REPUBLIKA.CO.ID, JAKARTA -- Menteri BUMN Erick Thohir mengungkapkan, pemerintah sedang mengusulkan percepatan progres Rencana Pemberian Penghapusan Buku (RPP) dan penghapusan tagih untuk pelaku usaha mikro, kecil, dan menengah (UMKM) di Bank BUMN. Hal tersebut ia sampaikan saat Rapat di Komisi VI DPR RI, Senin (4/11/2024).
Sebelumnya, usulan ini telah dibahas dalam rapat bersama Menko Bidang Perekonomian dan tujuh menteri lainnya pada Ahad kemarin. Erick menyebutkan langkah ini diperkirakan dapat mencapai nilai sekitar Rp 8,7 triliun.

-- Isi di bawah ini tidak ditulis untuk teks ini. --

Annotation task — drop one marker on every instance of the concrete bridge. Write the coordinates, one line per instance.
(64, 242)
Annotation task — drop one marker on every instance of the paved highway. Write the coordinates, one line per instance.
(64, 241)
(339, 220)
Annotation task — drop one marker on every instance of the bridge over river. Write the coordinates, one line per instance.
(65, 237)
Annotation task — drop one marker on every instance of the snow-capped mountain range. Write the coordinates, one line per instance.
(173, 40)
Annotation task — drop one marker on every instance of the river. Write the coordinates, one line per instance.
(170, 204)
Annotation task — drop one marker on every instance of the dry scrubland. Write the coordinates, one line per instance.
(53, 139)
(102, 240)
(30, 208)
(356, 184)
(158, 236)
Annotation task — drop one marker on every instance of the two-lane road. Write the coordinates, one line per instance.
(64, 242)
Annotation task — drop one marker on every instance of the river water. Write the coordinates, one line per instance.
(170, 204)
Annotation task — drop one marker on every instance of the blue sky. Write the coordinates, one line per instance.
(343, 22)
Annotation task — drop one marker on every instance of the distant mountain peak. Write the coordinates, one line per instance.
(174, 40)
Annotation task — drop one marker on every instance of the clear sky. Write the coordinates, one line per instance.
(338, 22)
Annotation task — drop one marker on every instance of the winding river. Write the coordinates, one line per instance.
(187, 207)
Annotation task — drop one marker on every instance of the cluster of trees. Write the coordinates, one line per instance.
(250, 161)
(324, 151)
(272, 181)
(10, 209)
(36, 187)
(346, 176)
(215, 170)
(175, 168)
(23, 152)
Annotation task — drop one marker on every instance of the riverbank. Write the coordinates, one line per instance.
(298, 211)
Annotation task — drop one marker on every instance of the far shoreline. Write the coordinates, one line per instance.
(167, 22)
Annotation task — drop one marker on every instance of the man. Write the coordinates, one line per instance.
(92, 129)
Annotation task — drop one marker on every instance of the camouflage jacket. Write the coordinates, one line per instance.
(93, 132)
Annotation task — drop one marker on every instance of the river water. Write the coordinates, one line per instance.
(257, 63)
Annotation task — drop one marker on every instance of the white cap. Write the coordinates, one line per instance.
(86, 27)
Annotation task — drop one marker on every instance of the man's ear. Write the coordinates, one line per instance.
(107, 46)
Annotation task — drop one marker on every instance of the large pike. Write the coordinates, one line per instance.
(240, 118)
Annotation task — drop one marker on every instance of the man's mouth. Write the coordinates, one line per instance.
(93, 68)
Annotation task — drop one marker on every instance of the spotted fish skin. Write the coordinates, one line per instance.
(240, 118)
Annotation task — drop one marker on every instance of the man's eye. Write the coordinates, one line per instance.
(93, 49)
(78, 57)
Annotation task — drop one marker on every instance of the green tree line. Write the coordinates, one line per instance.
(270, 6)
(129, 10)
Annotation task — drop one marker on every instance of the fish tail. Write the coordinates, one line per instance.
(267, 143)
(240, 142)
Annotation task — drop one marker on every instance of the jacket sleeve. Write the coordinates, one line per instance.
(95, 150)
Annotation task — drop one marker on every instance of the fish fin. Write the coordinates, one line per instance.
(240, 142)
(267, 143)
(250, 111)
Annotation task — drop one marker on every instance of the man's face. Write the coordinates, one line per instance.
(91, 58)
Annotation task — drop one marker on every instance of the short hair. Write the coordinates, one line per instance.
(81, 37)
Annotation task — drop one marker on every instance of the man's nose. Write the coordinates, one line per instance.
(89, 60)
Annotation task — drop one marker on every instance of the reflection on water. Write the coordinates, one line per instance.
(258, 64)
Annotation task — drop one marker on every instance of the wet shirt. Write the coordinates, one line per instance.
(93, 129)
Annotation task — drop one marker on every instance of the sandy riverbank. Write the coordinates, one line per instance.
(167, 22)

"Angkanya diperkirakan mencapai Rp 8,7 triliun, yang dapat membantu perputaran ekonomi, terutama bagi UMKM yang kini sedang terpukul," ungkapnya saat Rapat di Komisi VI DPR RI, Senin (4/11/2024).
Pemerintah, sambung Erick, mengusulkan untuk menyelesaikan proses tersebut dalam waktu lima tahun, meskipun ada opsi untuk jangka waktu yang lebih panjang, seperti dua atau sepuluh tahun. Menurutnya, penghapusan tagih ini merupakan langkah strategis untuk memastikan kelancaran pemberian akses pembiayaan bagi sektor UMKM yang terdampak pandemi.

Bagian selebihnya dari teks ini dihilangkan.